Honor
I am the evil child. The sole child of three who cannot remember bible scriptures verbatim or cite their chapters and verses when quizzed daily. I am the child who had once sneezed while his sister was saying grace. I am the child who once fell asleep during his father’s sermon. I am the child who was regularly tied up and gagged underneath the dining room table.
I used to contemplate what the members of the congregation would think of my father if they knew about what took place in his home. I wondered if they knew that he would start his “teachings” by citing Proverbs 13:24, “Whoever spares the rod hates his son…” -- I forget the rest of the passage - then beat me into oblivion. I wondered if they knew that he gave my brother and sister $1 for each switch they could find – the same switches they would use to whip me with once I regained consciousness from my father’s preceding thrashings. I wondered if they knew that the roses my mother brought to decorate the church were the same ones that she used to lash me with once the roses had died. She thought the thorns drove home that I was a sinner, and made it easier to "drive the demons out of me". I wondered if they knew that my parents, brother, and sister would circle around me and my current corrector as they ceaselessly chanted, “spare the rod, spoil the child… spare the rod, spoil the child…”.

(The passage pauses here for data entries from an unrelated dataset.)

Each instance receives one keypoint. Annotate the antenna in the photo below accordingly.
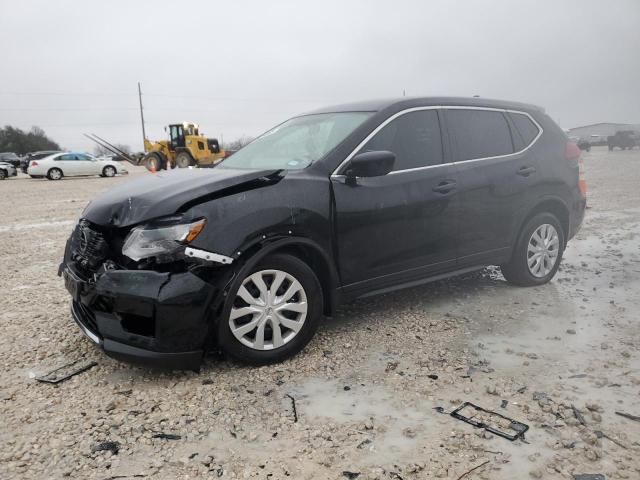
(144, 135)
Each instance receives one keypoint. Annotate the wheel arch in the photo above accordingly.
(54, 168)
(162, 159)
(304, 249)
(553, 205)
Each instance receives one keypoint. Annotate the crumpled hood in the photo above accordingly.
(165, 193)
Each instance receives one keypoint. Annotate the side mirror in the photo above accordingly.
(370, 164)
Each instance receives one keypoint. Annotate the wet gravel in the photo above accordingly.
(562, 358)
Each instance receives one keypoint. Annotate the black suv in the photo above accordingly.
(330, 206)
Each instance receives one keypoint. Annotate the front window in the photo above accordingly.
(297, 143)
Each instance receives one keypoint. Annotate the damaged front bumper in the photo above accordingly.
(142, 316)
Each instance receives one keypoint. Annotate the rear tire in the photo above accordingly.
(54, 174)
(538, 252)
(183, 160)
(285, 331)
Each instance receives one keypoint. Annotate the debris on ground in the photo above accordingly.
(166, 436)
(65, 372)
(492, 422)
(113, 447)
(629, 416)
(294, 408)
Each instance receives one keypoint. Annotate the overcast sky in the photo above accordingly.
(239, 67)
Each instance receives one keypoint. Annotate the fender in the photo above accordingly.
(257, 250)
(524, 213)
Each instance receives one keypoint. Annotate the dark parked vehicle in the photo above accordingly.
(624, 139)
(342, 203)
(584, 145)
(24, 162)
(9, 157)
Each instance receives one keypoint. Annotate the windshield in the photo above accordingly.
(297, 143)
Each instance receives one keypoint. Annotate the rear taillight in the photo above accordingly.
(572, 152)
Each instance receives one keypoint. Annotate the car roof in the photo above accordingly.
(411, 102)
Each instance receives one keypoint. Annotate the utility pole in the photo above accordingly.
(144, 135)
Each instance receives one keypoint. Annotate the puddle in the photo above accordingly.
(394, 427)
(27, 226)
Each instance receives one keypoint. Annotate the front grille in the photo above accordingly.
(89, 248)
(85, 316)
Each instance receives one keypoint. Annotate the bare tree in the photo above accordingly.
(99, 150)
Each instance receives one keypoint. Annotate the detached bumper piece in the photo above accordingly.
(145, 317)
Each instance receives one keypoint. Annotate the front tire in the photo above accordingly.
(537, 254)
(152, 162)
(54, 174)
(272, 313)
(183, 160)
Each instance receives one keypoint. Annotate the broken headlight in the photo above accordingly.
(161, 238)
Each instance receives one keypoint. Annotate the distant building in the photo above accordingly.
(602, 130)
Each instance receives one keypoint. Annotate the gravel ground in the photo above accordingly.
(366, 387)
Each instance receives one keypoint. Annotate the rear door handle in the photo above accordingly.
(526, 171)
(445, 186)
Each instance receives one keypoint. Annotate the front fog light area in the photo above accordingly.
(160, 240)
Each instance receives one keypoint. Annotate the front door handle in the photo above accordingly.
(526, 171)
(445, 186)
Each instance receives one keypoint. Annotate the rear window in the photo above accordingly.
(479, 133)
(526, 130)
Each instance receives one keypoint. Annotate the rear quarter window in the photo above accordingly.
(525, 130)
(479, 133)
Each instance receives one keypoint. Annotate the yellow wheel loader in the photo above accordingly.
(186, 147)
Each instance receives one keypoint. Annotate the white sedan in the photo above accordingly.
(71, 164)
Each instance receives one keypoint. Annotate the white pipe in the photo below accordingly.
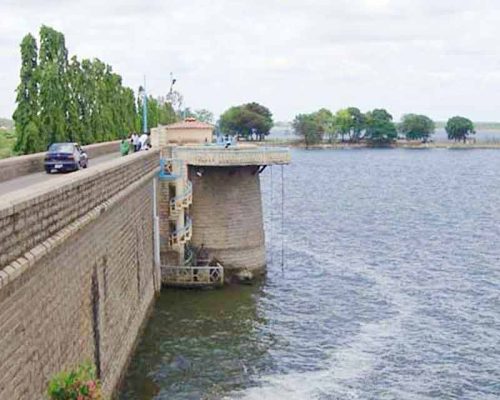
(156, 228)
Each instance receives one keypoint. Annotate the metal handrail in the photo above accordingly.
(182, 235)
(188, 256)
(193, 276)
(182, 200)
(166, 175)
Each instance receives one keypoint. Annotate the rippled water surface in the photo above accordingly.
(390, 289)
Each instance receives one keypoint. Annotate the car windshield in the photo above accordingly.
(61, 148)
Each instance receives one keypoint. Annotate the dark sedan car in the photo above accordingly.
(65, 157)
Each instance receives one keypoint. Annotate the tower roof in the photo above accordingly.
(190, 123)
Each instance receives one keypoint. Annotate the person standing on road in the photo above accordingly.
(135, 142)
(143, 141)
(124, 147)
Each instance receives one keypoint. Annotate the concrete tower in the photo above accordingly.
(210, 201)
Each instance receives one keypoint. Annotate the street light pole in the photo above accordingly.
(144, 108)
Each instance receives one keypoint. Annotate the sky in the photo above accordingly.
(436, 57)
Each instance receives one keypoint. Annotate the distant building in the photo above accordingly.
(183, 132)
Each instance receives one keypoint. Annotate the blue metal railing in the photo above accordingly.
(167, 169)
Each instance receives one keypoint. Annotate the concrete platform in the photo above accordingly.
(240, 155)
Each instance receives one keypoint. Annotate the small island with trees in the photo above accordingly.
(376, 128)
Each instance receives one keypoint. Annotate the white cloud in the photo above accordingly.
(439, 57)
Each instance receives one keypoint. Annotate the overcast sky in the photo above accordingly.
(438, 57)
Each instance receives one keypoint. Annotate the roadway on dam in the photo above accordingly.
(23, 182)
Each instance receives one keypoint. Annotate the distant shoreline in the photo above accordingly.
(398, 145)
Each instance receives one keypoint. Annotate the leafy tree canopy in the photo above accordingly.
(416, 127)
(459, 128)
(380, 129)
(68, 100)
(313, 127)
(247, 120)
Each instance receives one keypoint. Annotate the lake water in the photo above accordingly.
(389, 289)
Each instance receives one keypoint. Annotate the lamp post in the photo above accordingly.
(142, 92)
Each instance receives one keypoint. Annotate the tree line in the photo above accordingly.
(249, 121)
(60, 99)
(374, 127)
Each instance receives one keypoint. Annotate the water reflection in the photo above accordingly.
(200, 344)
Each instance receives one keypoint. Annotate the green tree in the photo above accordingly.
(358, 124)
(247, 120)
(416, 127)
(26, 114)
(53, 85)
(343, 123)
(204, 115)
(459, 128)
(306, 126)
(380, 130)
(325, 124)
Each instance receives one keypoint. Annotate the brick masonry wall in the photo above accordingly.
(32, 215)
(227, 216)
(14, 167)
(84, 293)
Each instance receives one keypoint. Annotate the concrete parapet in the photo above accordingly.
(14, 167)
(86, 279)
(213, 155)
(32, 215)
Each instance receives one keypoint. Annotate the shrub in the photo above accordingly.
(78, 384)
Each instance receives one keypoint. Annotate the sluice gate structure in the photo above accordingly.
(210, 206)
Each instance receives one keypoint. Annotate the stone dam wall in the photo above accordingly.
(77, 275)
(14, 167)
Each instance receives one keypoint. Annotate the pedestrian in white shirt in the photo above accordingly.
(143, 141)
(135, 142)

One of my first memories was of my father holding me over the edge of a cliff, telling me that I was destined to burn in eternal fire and that he should let go of me to put the family out of their misery. Throughout my life, whenever I did something that was "against the Lord", my father frequently led me to the edge of that cliff and would threaten to push me off. He would tell me that I was lucky that he was a man of the cloth so he couldn’t do it himself; after which, he would remind me that I was a sinner and should jump off into the pits of hell, “where I belong”.
On the last car ride to the scene of my first memory, I was no longer frightened – I was numb to the routine. We arrived at our destination, and I robotically got out of the car. Although there was no need, my father grabbed the back of my shirt as he pinched my neck and violently ushered me to the brim of the canyon. With the tips of my toes at the edge of the cliff, I gazed down to its depth. What more could I do to gain their love and be accepted as righteous? I looked over at them and they were all stone-faced except for my younger sister. She appeared to have tears in her eyes, although it could have been due to the glaring sun. I turned my head back and lifted up my arms as I thrust my chest toward the openness of the canyon. I did not know anything else that I could do but, wanted nothing more than a crumb of their approval. I closed my eyes, took a deep breath in and as I exhaled I poured what was left of my soul as I pleaded for their acceptance, “Honor thy father and mother” Ephesians chapter 6 verse 2”, then took my final step.